Nilai kebajikan perlu dipahami demi kenyamanan satu sama lain. Menjadi tidak etis apabila perusahaan tidak bisa memberikan nilai atau value yang positif untuk lingkungan sekitar. Nilai atau value yang dimiliki hanya untuk kepentingan perusahaan dan kepentingan pihak atas tanpa memperdulikan masyarakat sekitar terutama masyarakat miskin dan tertindas.

Data
Penyebab Terjadinya Bencana Menurut Para Ahli
Berdasarkan hasil penelitian yang dilakukan oleh Ilmuwan dari berbagai negara menyimpulkan bahwa luapan lumpur adalah akibat dari proses pengeboran eksplorasi gas yang dilakukan PT. Lapindo Brantas. Tim yang dipimpin oleh Richard Davies dari Universitas Durham, Inggris, itu menyatakan, data yang dirilis Lapindo yang menjadi dasar bukti baru timnya bahwa pengeboran menyebabkan luapan lumpur. Dan melalui serangkaian konferensi internasional yang diselenggarakan oleh pihak yang netral, diperoleh hasil akhir bahwa kesalahan operasi Lapindo dianggap para ahli sebagai penyebab semburan Lumpur panas di Sidoarjo.

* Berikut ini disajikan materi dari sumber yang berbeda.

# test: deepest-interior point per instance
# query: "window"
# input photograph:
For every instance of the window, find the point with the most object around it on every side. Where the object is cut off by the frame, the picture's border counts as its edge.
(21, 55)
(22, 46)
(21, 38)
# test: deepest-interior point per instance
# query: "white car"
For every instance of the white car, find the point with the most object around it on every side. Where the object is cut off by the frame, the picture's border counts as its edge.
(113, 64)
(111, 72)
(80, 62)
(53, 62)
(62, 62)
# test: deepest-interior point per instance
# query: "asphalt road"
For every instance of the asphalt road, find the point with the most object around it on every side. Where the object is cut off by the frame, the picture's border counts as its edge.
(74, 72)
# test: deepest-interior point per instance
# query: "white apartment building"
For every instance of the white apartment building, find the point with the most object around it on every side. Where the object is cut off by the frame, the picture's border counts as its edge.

Akan tetapi pihak Lapindo dan beberapa geolog menganggap bahwa semburan Lumpur diakibatkan oleh gempa bumi Yogyakarta yang terjadi dua hari sebelum Lumpur menyembur pada tanggal 29 Mei 2006. Sementara sebagian ahli menganggap bahwa hal itu tidak mungkin karena jarak yang terlalu jauh dan skala gempa yang terlalu kecil. Mereka, melalui berbagai penerbitan di jurnal ilmiah yang sangat kredibel, justru menganggap dan menemukan fakta bahwa penyebab semburan adalah kesalahan operasi yang dilakukan oleh Lapindo. Lapindo telah lalai memasang casing, dan gagal menutup lubang sumur ketika terjadi loss dan kick, sehingga Lumpur akhirnya menyembur. (Ketika Lapindo mengebor lapisan bumi dari kedalaman 3580 kaki sampai ke 9297 kaki, mereka “belum” memasang casing 9-5/8 inchi)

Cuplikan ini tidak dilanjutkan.